Re: [libvirt] [PATCH v2 4/5] qemu_hotplug: Fix a rare race condition when detaching a device twice

14 Mar 2019

      On Thu, Mar 14, 2019 at 15:31:48 +0100, Michal Privoznik wrote:
...
On 3/14/19 3:14 PM, Peter Krempa wrote:
...
On Thu, Mar 14, 2019 at 14:56:48 +0100, Michal Privoznik wrote:
...
On 3/14/19 2:18 PM, Peter Krempa wrote:
...
On Thu, Mar 14, 2019 at 13:22:38 +0100, Michal Privoznik wrote:
[...]
...
...
How can this be considered success? Also this introduces a possible
regression. The DEVICE_DELETED event should be fired only after the
device was entirely unplugged. Claiming success before seeing the event
can lead to another race when qemu deleted the device from the internal
list so that 'device_del' does not see it any more but did not finish
cleanup fully.
We need to start the '*Remove' handler only after the DEVICE_DELETED
event was received.
I beg to differ.
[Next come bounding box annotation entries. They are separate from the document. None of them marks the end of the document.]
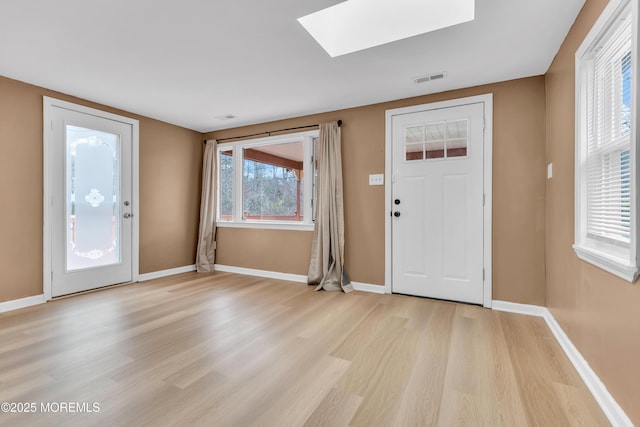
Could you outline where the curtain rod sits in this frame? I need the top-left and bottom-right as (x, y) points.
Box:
(203, 120), (342, 144)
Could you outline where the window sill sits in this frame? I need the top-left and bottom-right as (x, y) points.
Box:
(573, 244), (639, 283)
(216, 221), (313, 231)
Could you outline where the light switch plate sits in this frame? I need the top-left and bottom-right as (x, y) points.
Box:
(369, 173), (384, 185)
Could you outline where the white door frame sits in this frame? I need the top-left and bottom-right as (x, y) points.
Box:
(384, 93), (493, 308)
(42, 96), (140, 301)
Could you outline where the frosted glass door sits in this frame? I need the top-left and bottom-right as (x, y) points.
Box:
(65, 125), (121, 271)
(48, 103), (135, 296)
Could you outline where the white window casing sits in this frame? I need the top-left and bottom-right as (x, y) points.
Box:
(216, 130), (318, 231)
(573, 0), (640, 282)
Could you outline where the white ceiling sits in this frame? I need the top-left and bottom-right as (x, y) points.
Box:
(0, 0), (585, 132)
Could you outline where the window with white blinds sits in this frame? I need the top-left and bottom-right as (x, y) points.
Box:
(574, 0), (638, 281)
(586, 19), (631, 246)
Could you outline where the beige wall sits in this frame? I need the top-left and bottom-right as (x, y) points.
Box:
(0, 77), (202, 302)
(207, 77), (545, 305)
(546, 0), (640, 425)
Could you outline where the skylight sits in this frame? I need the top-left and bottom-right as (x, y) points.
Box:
(298, 0), (475, 57)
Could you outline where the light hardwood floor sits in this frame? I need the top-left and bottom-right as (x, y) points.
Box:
(0, 273), (608, 427)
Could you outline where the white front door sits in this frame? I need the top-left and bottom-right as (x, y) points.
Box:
(45, 99), (134, 297)
(391, 103), (484, 304)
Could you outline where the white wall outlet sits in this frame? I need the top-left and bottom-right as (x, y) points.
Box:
(369, 173), (384, 185)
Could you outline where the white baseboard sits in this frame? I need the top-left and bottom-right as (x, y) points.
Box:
(214, 264), (307, 283)
(214, 264), (384, 294)
(493, 300), (633, 427)
(0, 295), (47, 313)
(492, 300), (549, 317)
(138, 264), (196, 282)
(351, 281), (386, 294)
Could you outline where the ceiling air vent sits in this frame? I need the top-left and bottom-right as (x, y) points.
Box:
(413, 71), (447, 84)
(215, 114), (237, 120)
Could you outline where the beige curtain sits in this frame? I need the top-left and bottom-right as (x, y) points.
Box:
(196, 140), (218, 273)
(308, 122), (353, 292)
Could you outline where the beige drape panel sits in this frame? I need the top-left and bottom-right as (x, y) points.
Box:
(308, 122), (353, 292)
(196, 140), (218, 273)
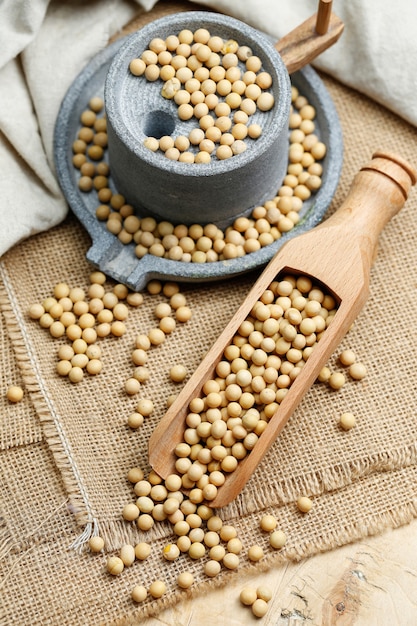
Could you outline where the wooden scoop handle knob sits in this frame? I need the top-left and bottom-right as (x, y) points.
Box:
(275, 0), (344, 74)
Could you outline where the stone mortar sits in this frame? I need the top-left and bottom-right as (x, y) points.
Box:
(104, 11), (291, 227)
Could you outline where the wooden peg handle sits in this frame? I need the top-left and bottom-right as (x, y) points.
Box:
(275, 0), (344, 74)
(316, 0), (333, 35)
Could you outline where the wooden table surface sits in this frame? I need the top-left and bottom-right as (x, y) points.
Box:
(141, 520), (417, 626)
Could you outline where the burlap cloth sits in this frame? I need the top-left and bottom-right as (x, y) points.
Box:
(0, 4), (417, 626)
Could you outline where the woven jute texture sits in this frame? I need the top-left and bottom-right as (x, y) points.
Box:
(0, 4), (417, 626)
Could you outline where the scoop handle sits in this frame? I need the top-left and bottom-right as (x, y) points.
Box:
(275, 0), (344, 74)
(315, 150), (417, 268)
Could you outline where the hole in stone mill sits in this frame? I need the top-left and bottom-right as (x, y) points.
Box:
(143, 111), (175, 139)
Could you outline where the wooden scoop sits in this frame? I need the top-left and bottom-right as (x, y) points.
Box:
(275, 0), (344, 74)
(149, 151), (417, 507)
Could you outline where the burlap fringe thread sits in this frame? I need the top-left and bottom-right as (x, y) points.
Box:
(0, 262), (99, 550)
(4, 255), (417, 551)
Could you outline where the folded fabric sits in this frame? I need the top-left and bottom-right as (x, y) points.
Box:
(0, 0), (417, 256)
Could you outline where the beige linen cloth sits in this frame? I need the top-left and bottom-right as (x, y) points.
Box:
(0, 0), (417, 256)
(0, 2), (417, 626)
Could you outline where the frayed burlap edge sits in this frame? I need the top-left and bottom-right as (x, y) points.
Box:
(0, 262), (98, 548)
(103, 490), (417, 626)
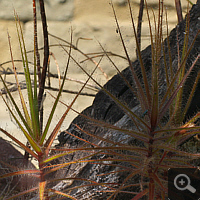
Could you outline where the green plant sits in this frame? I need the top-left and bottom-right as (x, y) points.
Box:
(48, 1), (200, 199)
(0, 0), (200, 200)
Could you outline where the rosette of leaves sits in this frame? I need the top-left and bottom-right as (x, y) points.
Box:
(49, 1), (200, 200)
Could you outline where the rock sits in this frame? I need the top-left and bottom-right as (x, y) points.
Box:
(54, 2), (200, 200)
(0, 137), (38, 198)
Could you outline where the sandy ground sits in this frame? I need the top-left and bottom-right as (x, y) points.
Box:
(0, 0), (194, 167)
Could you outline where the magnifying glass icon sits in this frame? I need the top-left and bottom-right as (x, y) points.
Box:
(174, 174), (196, 193)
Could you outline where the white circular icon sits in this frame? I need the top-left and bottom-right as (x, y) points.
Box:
(174, 174), (196, 193)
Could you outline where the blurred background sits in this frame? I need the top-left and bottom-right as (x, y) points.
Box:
(0, 0), (196, 152)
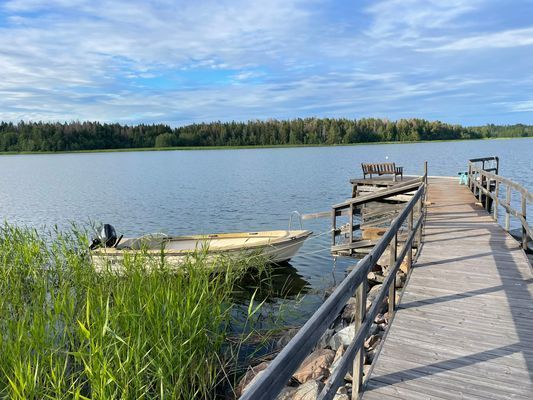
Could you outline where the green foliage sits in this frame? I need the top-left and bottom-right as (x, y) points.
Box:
(0, 118), (533, 152)
(0, 224), (257, 400)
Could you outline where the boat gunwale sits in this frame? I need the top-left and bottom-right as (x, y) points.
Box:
(91, 230), (313, 257)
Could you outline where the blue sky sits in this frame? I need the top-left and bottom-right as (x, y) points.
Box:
(0, 0), (533, 126)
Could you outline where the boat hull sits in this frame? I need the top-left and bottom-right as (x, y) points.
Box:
(91, 230), (312, 271)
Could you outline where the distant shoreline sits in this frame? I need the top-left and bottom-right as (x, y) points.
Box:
(0, 136), (533, 156)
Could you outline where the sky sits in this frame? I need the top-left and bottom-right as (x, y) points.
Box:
(0, 0), (533, 126)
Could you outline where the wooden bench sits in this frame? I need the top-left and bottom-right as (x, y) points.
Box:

If we were to report error here users would see the API
failing with error "Device not found". So they'd run 'virsh dumpxml' only to
find the device there. I don't find such behaviour sane. If one API tells me
a devie is not there then another one shall not tell otherwise.
Well. The user semantics can be confusing here. What we can't allow
though is that some of the steps done in the qemuDomainRemove*Device
will fail because qemu will still have some internal reference to some
backend object.
I'm not quite sure I follow. qemuDomainRemove*Device will be run exactly
once. Not any more times. Running it more times is a problem, but I'm
failing to see how my patch allows that. Can you shed more light into that
please?
What I've meant is that qemuDomainRemove*Device shall never be called
earlier than DEVICE_DELETED is received.

What I've forgot to take into account is that we will still call
qemuDomainWaitForDeviceRemoval (as your comment mentions).

This means that the scenario I was outlining will not happen as success
from this API does not automatically mean we'll try to delete the
backends of the device (which I didn't notice at first).

I'd probably just delete the mention of dumping XML. I think the
statement that qemuDomainWaitForDeviceRemoval should be clear enough.